Une mécanique de précision

L’endormissement et le rythme veille-sommeil sont sous la dépendance de deux mécanismes qui se conjuguent harmonieusement.

Le rythme circadien

Le premier mécanisme est le rythme circadien. Nous possédons une « horloge interne » qui, même indépendamment de la lumière du jour, nous guide vers le sommeil.

Spontanément, comme l’ont démontré des expériences d’isolement temporel (notamment par le spéléologue Michel Siffre), ce rythme circadien s’établit un peu au-delà de 24 heures. Ce qui veut dire que quotidiennement, notre horloge interne doit être remise à l’heure pour que notre heure de coucher ne se décale pas jour après jour.

Nous avons deux synchroniseurs qui vont permettre cette « mise à l’heure » quotidienne :

  • L’alternance jour/nuit. Nous possédons une minuscule glande dans le cerveau qui produit la mélatonine (hormone du sommeil). C’est cette mélatonine, dont la production est intimement liée à l’intensité lumineuse, qui va réguler notre horloge interne. Plus la luminosité est forte, moins le cerveau produit de mélatonine.

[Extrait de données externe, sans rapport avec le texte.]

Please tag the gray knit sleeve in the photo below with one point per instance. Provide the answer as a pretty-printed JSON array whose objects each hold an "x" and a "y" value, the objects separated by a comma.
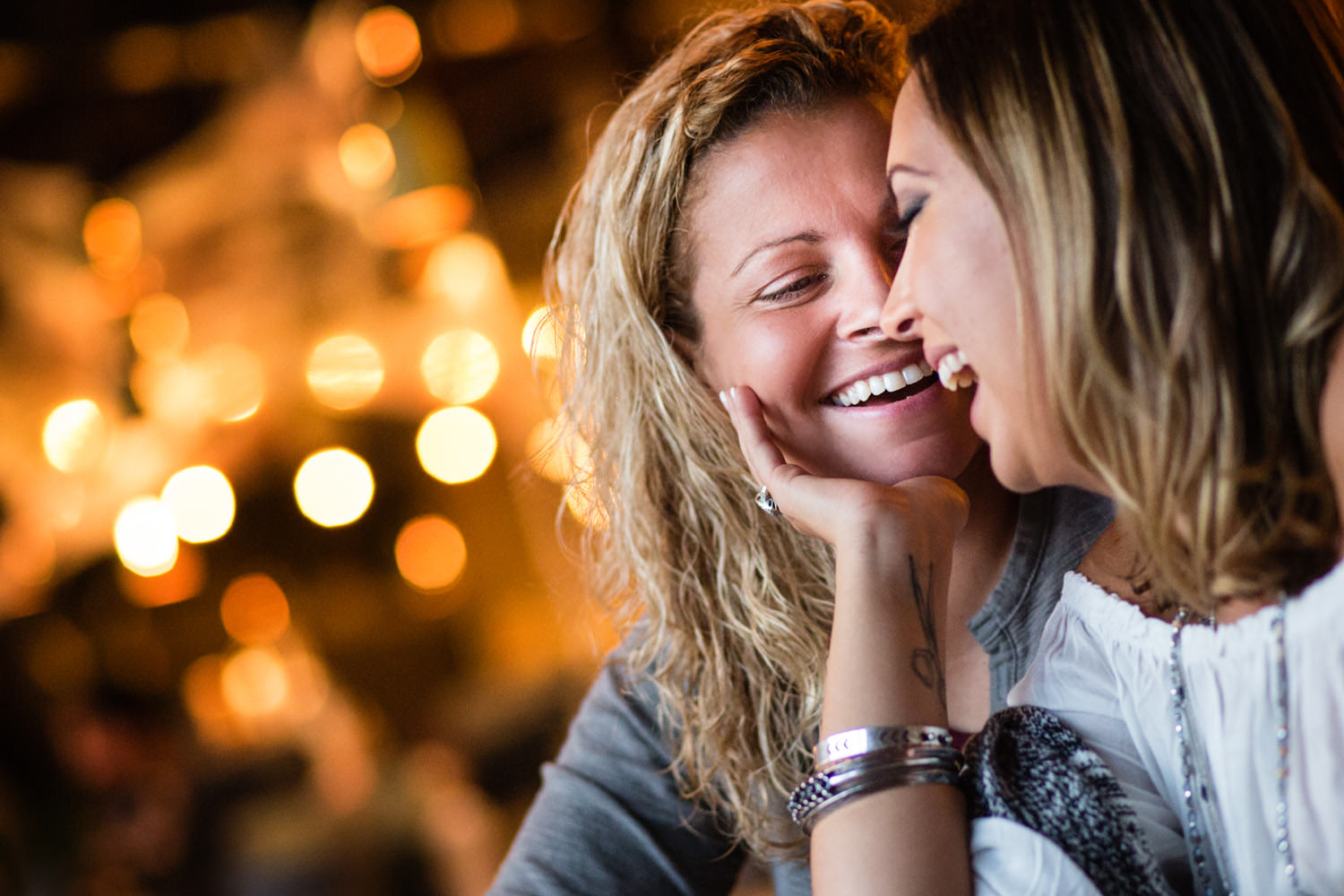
[{"x": 607, "y": 817}]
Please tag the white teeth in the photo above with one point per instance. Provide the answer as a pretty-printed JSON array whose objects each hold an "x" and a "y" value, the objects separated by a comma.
[
  {"x": 862, "y": 390},
  {"x": 953, "y": 371}
]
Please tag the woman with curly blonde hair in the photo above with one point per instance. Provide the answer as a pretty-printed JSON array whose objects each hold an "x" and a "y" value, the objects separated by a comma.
[{"x": 733, "y": 226}]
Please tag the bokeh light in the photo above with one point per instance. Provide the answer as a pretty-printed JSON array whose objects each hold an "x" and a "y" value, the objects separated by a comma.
[
  {"x": 333, "y": 487},
  {"x": 465, "y": 271},
  {"x": 112, "y": 238},
  {"x": 389, "y": 45},
  {"x": 344, "y": 371},
  {"x": 145, "y": 536},
  {"x": 183, "y": 581},
  {"x": 74, "y": 435},
  {"x": 254, "y": 681},
  {"x": 460, "y": 367},
  {"x": 540, "y": 336},
  {"x": 430, "y": 552},
  {"x": 159, "y": 327},
  {"x": 419, "y": 217},
  {"x": 254, "y": 610},
  {"x": 202, "y": 503},
  {"x": 367, "y": 156},
  {"x": 236, "y": 381},
  {"x": 456, "y": 444},
  {"x": 202, "y": 692}
]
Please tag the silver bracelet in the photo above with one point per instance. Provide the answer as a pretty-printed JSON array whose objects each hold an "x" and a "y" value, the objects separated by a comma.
[
  {"x": 825, "y": 791},
  {"x": 860, "y": 740}
]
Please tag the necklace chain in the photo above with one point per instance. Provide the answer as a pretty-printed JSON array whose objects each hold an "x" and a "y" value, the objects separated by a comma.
[{"x": 1201, "y": 850}]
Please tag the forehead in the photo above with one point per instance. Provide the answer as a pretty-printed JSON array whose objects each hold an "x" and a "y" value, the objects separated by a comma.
[
  {"x": 787, "y": 167},
  {"x": 914, "y": 132}
]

Son taux sera donc le plus élevé au milieu de la nuit, ce qui explique qu’il soit si pénible de se réveiller entre 2 et 4 heures du matin… Quant à la lumière du jour, elle invite au réveil – c’est pourquoi se réveiller tôt en été est bien moins difficile qu’en hiver. La mélatonine est une substance qui invite au sommeil et son ennemie est la lumière. Les tablettes, smartphones et à degré moindre, la télévision, du fait de la puissante lumière bleue qu’ils produisent, s’opposent donc à l’entrée en sommeil. C’est pourquoi leur usage est déconseillé dans les deux heures qui précèdent le coucher.

  • Les activités sociales. Lorsque l’on vit à plusieurs, que l’on a des activités professionnelles dans un bureau, que l’on prend ses repas en même temps que les autres, le rythme du groupe s’impose peu à peu à toutes et à tous par « synchronisation » de nos horloges internes. D’autre part, deux personnes qui vivent ensemble acquièrent, à la longue, un rythme commun – même si au départ l’un était couche-tôt et l’autre un oiseau de nuit !

Les substances chimiques ralentissant les systèmes d’éveil

L’autre mécanisme est l’accumulation de substances chimiques qui ralentissent les systèmes d’éveil. Ces substances sont des protéines (adénosine) qui s’accumulent dans l’organisme au fur et à mesure que la période d’éveil s’allonge. La somnolence va progressivement s’installer, jusqu’au sommeil. Ce mécanisme se nomme « la pression de sommeil ».

À noter que la caféine, contenue dans le café et à moindre taux dans le thé, s’oppose à l’effet de l’adénosine et empêche donc de s’endormir.

Par ailleurs, il ne faut pas du tout sous-estimer les facteurs génétiques qui font que nous sommes « du matin » ou « du soir ». Certaines personnes sont fraîches et disposes dès 6 heures du matin – mais généralement, c’est parce qu’elles se couchent tôt. D’autres au contraire ne parviennent jamais à s’endormir avant minuit ou 1 heure, et souffrent si elles ont à se lever avant 8 ou 9 heures…

L’endormissement répond à des mécanismes chimiques complexes : pour s’endormir, il faut mettre au repos les systèmes qui commandent l’éveil et activer les systèmes de sommeil.

De nombreux neuromédiateurs sont mis en jeu pour obtenir cet équilibre veille/sommeil : la noradrénaline, le cortisol, la dopamine, la sérotonine, le GABA… Tous ces neuromédiateurs sont sensibles au stress, à certaines médications, à la caféine, etc. On comprend dès lors à quel point cette mécanique de précision est fragile, facile à dérégler et sensible aux habitudes et aux comportements que nous adoptons.